I have a depressed friend who swears by a mood tracking app. His depression comes in more or less regular waves and, by tracking it, he gains some ability to predict the next crest and, more crucially, a conviction that it will pass. Some of the same effect might be achieved by a friendly pat on the back and a “This too shall pass,” but precisely because the application simply mirrors back what he had previously inputed it gains a special rhetorical power.
And therapy, as opposed to psychopharmacology, is essentially a rhetorical exercise. For cognitive behavioral therapy, the rhetorical aim is one of classical persuasion: the client must be persuaded to give up old, maladapted ways of thinking and adopt new, functional ones. In this context, the procedural rhetoric (in Ian Bogost’s phrase) of software can potentially serve not merely as a simulation of that employed in a therapy session but as an addition to it. What is key to the mood tracker’s case that “this too shall pass” is not merely that it presents certain evidence drawn from the patient’s life (which any decent therapist would do), but that this evidence is produced by a simple, transparent procedure. The fact that the application is not intelligent and so is not capable of tricking you in part explains its effectiveness.
By contrast, Weizenbaum’s ELIZA worked, when she worked, as a trick. It was only because its users did not understand the procedures behind ELIZA’s statements that they could imagine that she understood them. For Weizenbaum, this misunderstanding belied a deeper confusion, a confusion between thinking and computation. A computer’s operation, how complicated soever, is fundamentally mechanical and regular. Its can bug out or break down, but a computer cannot, on its own terms, make a mistake. Thought, on the other hand, is autonomous, not merely in the sense of being free but in the sense of being self-legislated. We thereby err when we speak of a computer, employed say in prisons, deciding to deny a prisoner’s parole. And such errors are not innocent slip-ups, but obscure the role of the creators and operators of such programs, to whom the decision is properly imputed.

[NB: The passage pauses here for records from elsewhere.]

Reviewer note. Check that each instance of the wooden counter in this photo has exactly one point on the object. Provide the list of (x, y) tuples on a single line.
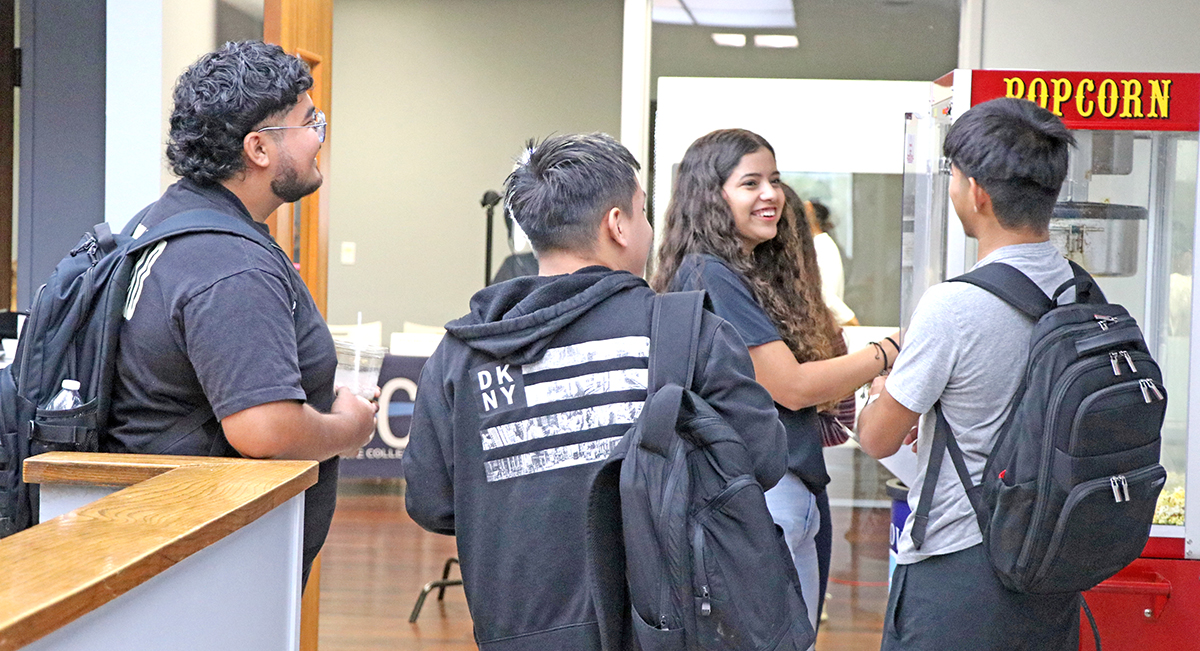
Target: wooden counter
[(171, 508)]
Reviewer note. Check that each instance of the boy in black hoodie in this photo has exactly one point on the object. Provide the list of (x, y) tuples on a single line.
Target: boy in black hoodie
[(529, 392)]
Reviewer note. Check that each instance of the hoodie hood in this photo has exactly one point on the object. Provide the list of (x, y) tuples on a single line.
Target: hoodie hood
[(517, 318)]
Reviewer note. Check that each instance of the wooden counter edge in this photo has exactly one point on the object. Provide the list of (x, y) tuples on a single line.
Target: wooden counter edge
[(81, 581)]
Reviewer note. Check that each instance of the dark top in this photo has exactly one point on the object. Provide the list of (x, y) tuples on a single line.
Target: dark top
[(215, 318), (733, 302), (516, 411)]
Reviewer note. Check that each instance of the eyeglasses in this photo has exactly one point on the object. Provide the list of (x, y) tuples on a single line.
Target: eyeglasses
[(318, 124)]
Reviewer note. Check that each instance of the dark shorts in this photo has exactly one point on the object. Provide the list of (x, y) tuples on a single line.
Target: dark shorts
[(955, 602)]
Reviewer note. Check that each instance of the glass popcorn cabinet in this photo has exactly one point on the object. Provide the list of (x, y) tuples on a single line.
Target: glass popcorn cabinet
[(1127, 214)]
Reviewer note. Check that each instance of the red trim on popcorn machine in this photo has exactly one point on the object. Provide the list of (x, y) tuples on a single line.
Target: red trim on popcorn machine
[(1133, 101)]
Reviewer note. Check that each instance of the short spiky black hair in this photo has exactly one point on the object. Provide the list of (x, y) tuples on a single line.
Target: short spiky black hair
[(563, 186), (1018, 153), (223, 96)]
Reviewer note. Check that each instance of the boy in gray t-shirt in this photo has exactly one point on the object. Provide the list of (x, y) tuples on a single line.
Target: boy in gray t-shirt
[(967, 350)]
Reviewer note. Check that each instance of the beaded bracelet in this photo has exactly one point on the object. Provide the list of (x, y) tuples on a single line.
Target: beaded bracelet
[(882, 352)]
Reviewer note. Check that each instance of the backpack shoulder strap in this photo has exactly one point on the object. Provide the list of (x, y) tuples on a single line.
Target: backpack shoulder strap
[(203, 221), (1086, 288), (1009, 285), (675, 339), (943, 442)]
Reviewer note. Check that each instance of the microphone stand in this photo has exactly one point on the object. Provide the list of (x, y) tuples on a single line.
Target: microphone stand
[(489, 202)]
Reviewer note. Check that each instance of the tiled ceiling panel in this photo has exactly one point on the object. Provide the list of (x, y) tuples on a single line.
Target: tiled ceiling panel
[(726, 13)]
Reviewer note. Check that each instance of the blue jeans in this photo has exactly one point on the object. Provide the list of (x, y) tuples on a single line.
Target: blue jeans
[(795, 508)]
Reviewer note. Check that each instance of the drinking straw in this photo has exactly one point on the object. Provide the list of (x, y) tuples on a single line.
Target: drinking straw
[(358, 344)]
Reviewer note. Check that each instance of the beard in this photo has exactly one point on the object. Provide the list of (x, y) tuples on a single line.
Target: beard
[(289, 186)]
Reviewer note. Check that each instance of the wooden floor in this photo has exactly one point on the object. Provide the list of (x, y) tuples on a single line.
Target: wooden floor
[(377, 560)]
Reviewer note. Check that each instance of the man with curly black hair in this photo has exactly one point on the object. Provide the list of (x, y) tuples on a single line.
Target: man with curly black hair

In light of this humanist understanding of the capacities of the computer, we can revisit ELIZA’s implementation of something like Carl Roger’s person-centered therapy as being motivated by something more than mere ease. For the Rogerian therapist, her sessions are “nondirective,” not aimed at effecting specific changes in the patient. Instead the client is assumed to have “a sufficient capacity to deal constructively with all those aspect of life which can potentially come into conscious awareness.”1 The role of the therapist, then, is simply to bring into conscious awareness those aspects of the client’s life that need to be dealt constructively with. The techniques of the therapist, then, center on mirroring, empathizing with, elaborating on the thoughts of the patient. The cure is more listening than rhetoric.
There is correspondingly something instructive in the shattering of ELIZA’s facade, the moment which must come sooner or later when we come to see that she does not actually understand us. As with the mood tracker, we see that we have taken out nothing more than we have put in, which is not to say nothing. We have been, like Narcissus, absorbed in our own reflection, our double. Perhaps this hall of avatars, aliases, and tulpas will double as a therapist’s couch. Perhaps we should not want it to.